Putra kedua Bramantyo Corporation, pemilik Golden Age Entertainment, telah muncul di lebih banyak surat kabar dan majalah daripada kebanyakan artis karena penampilannya yang menarik perhatian dan kepribadiannya yang penuh cinta.
Ia sama sekali tidak mungkin membuat kesalahan dalam mengenali wajah ini.
Patung Es adalah ayah si bocah, Revan adalah omnya….
Kalau begitu, bukankah Patung Es itu adalah kakak laki-laki Revan?

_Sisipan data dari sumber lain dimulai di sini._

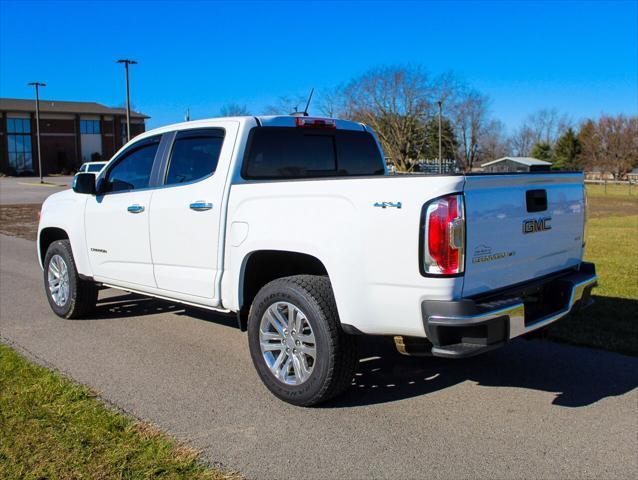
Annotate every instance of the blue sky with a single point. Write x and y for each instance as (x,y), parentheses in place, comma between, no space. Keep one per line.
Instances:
(578,57)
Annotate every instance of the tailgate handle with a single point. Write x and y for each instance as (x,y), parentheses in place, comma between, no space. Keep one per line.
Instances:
(536,200)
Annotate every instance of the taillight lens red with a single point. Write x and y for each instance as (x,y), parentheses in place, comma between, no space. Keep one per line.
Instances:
(444,239)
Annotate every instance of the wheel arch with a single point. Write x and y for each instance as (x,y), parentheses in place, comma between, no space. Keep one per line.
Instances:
(260,267)
(47,236)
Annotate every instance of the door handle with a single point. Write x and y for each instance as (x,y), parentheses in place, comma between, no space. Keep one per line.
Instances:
(200,206)
(135,208)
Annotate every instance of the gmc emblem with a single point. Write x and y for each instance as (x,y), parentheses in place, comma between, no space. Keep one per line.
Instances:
(532,225)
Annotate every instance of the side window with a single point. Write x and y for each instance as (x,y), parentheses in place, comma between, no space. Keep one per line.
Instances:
(194,155)
(133,169)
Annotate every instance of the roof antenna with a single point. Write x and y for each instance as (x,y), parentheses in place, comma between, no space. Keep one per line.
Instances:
(305,111)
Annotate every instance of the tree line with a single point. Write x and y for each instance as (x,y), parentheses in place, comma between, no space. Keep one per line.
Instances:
(401,104)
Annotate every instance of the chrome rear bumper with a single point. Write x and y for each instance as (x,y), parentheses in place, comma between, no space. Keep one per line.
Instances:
(471,326)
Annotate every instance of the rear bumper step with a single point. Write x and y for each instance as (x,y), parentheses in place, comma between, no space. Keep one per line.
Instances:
(468,327)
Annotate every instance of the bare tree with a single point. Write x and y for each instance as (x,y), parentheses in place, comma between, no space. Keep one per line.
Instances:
(493,143)
(287,104)
(469,114)
(395,101)
(233,110)
(522,141)
(610,144)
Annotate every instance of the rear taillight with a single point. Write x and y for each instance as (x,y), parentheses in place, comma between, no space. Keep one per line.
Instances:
(444,236)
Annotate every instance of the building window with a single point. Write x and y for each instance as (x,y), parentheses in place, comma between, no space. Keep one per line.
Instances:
(89,126)
(19,144)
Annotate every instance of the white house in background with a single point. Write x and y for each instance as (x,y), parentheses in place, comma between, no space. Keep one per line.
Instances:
(516,164)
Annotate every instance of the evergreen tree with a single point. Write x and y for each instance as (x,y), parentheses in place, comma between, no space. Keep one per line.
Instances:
(567,152)
(542,151)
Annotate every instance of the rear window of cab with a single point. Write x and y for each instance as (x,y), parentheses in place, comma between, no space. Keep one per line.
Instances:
(292,153)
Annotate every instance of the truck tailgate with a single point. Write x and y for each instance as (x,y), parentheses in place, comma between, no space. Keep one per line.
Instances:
(521,227)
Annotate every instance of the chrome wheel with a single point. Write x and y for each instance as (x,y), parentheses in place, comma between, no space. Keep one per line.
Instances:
(58,277)
(287,343)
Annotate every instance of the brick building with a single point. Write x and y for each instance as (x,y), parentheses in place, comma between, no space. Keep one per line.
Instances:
(71,133)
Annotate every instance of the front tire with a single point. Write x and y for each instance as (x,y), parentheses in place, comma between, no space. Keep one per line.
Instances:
(69,296)
(296,342)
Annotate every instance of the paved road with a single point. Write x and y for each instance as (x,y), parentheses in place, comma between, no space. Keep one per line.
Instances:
(532,410)
(29,190)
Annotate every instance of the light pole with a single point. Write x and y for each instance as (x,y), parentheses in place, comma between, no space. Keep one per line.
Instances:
(37,86)
(440,149)
(128,96)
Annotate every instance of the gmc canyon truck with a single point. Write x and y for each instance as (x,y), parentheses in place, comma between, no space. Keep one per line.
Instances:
(293,224)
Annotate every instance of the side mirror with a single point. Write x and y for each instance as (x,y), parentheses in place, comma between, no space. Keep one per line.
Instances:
(84,183)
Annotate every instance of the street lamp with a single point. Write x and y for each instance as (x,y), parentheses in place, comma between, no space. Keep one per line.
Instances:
(440,149)
(37,86)
(128,97)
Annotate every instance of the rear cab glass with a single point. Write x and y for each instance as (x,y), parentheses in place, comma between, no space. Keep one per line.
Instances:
(292,153)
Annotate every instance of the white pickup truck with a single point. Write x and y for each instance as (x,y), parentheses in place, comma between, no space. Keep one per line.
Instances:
(293,224)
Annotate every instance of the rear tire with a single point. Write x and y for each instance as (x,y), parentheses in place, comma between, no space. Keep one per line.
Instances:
(314,314)
(69,296)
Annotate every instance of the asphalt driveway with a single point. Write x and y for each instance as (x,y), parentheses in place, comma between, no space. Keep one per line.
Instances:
(21,190)
(531,410)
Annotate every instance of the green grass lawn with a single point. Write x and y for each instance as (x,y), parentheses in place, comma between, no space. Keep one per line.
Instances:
(612,244)
(53,428)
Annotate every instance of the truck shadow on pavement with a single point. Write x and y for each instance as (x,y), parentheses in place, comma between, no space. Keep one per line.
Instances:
(577,376)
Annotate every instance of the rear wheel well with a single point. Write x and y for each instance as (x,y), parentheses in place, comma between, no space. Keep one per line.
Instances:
(47,237)
(264,266)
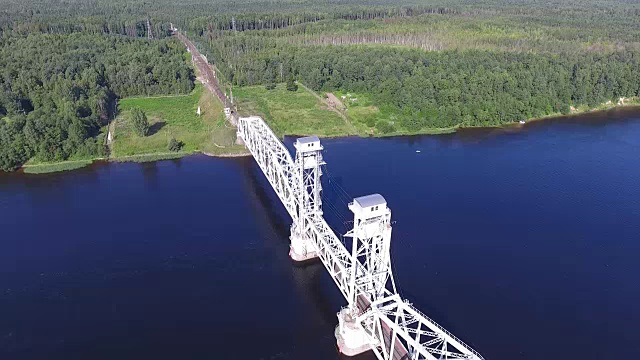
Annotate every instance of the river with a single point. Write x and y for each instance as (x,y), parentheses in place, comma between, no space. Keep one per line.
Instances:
(523,242)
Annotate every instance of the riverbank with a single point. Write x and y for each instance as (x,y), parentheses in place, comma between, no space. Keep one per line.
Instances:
(233,150)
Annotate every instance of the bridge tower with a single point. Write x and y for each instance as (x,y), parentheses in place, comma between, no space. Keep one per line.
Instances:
(307,190)
(371,277)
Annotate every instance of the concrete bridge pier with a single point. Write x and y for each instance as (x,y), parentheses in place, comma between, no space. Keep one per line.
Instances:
(351,338)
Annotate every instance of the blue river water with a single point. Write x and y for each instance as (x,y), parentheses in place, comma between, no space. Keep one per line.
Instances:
(523,242)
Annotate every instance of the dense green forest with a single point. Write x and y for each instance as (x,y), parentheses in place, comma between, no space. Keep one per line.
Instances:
(56,91)
(467,64)
(430,63)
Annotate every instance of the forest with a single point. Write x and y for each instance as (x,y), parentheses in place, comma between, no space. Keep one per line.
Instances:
(58,90)
(429,63)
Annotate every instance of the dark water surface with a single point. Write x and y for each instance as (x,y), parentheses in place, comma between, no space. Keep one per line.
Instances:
(524,243)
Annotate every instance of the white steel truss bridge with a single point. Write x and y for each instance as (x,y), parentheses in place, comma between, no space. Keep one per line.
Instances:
(376,317)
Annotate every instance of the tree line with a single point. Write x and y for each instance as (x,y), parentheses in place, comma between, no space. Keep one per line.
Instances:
(56,91)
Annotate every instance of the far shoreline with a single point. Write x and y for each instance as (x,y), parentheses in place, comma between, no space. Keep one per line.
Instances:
(66,166)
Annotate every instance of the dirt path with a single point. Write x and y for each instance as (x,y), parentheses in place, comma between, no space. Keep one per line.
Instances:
(206,71)
(332,108)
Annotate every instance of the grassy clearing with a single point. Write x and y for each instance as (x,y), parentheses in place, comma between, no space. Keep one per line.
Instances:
(173,116)
(45,168)
(289,112)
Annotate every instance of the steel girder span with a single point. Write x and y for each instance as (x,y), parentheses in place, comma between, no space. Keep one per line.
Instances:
(376,317)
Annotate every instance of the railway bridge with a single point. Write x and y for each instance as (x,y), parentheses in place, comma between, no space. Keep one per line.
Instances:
(375,318)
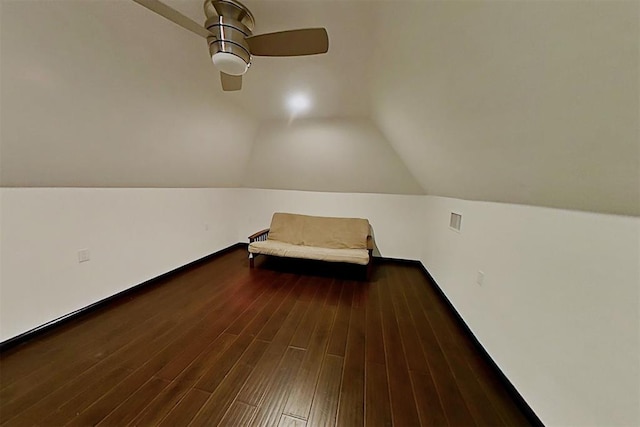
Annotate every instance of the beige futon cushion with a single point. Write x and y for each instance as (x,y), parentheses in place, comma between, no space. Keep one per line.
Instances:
(322,232)
(274,247)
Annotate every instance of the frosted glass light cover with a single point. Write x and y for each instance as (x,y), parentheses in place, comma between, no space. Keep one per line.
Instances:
(229,63)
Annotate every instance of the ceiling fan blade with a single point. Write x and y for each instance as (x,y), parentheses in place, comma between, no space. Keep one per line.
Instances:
(174,16)
(230,83)
(308,41)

Juna Bramantyo, “the Crazy Rich” sebagaimana orang-orang menyebutnya; dia seperti kaisar yang tidak bermahkota di ibu kota!
Dia tidak pernah membayangkan bahwa anak laki-laki kecil yang telah diselamatkannya adalah anak haram Juna Bramantyo, pangeran kecil yang berkilau keemasan…
….
Juna mengamati wanita di ranjang itu dengan saksama, seolah-olah dia mencoba untuk mengetahui apakah ekspresi terkejut di wajahnya itu nyata.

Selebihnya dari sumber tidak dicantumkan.